Papi tiba di rumah sakit, pada hari berikutnya. Kami berhamburan memeluk Papi, menangis dalam dekapannya. “Jangan nangis, Sayang! lebih baik, kita berdoa untuk kesembuhan, Mami, yaa!”
Setelah dua hari dirawat, kondisi Mami tidak juga membaik. Mami keguguran dan kehilangan banyak darah. kata dokter habenya rendah, sehingga membutuhkan tambahan darah. Tante Mira dan om Erwin telah memposting di media sosial kalau Mami membutuhkan darah, namun tidak banyak menolong. Menemukan pendonor yang cocok dengan darah Mami, ternyata tidaklah mudah.
“Yaa Allah, sembuhkan Mami, angkatlah penyakitnya.” Secuil pinta yang terucap dalam doa, usai sholat Ashar di Mushollah rumah sakit. Kami hanyalah saudara kembar yang baru kelas lima, belum banyak mengerti tentang kehidupan. Kami hanya ingin Mami cepat sembuh, itu saja.
Selesai sholat, Aku dan kak Tari meninggalkan mushallah.
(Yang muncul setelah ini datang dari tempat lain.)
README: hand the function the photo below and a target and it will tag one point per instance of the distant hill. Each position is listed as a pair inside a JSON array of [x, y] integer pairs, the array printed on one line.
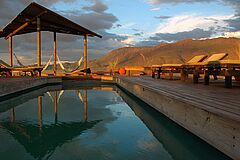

Saat membalikkan badan, Kami menjumpai Papi yang sudah berdiri di pintu Mushallah. Papi kemudian duduk berlutut, kedua tangannya terbuka lebar menyambut Kami. Aku dan kak Tari menghamburkan diri di pelukannya. Rambut Kami dibelai lembut, samar terdengar suara tangis Papi.
“Kenapa nangis, Pi?” Tanyaku. Papi menatap wajah Kami lekat, penuh kesedihan. “Mami tidak apa-apa, kan, Pi?” Kak Tari bertanya curiga. Kembali Papi memeluk Kami, demikian eratnya. “Tari dan Senja yang sabar, ya! Mami sudah pergi, Nak!” “Mami pergi kemana, Pi?” Tanyaku lugu. “Mami sudah meninggal, Nak.” Sontak Kami menagis keras. Kutatap wajah Papi yang juga bersimbah air mata. Kami belum sanggup kehilangan Mami. Kenyataan ini sangat memilukan. Mami adalah Mentari, dalam hidup Kami.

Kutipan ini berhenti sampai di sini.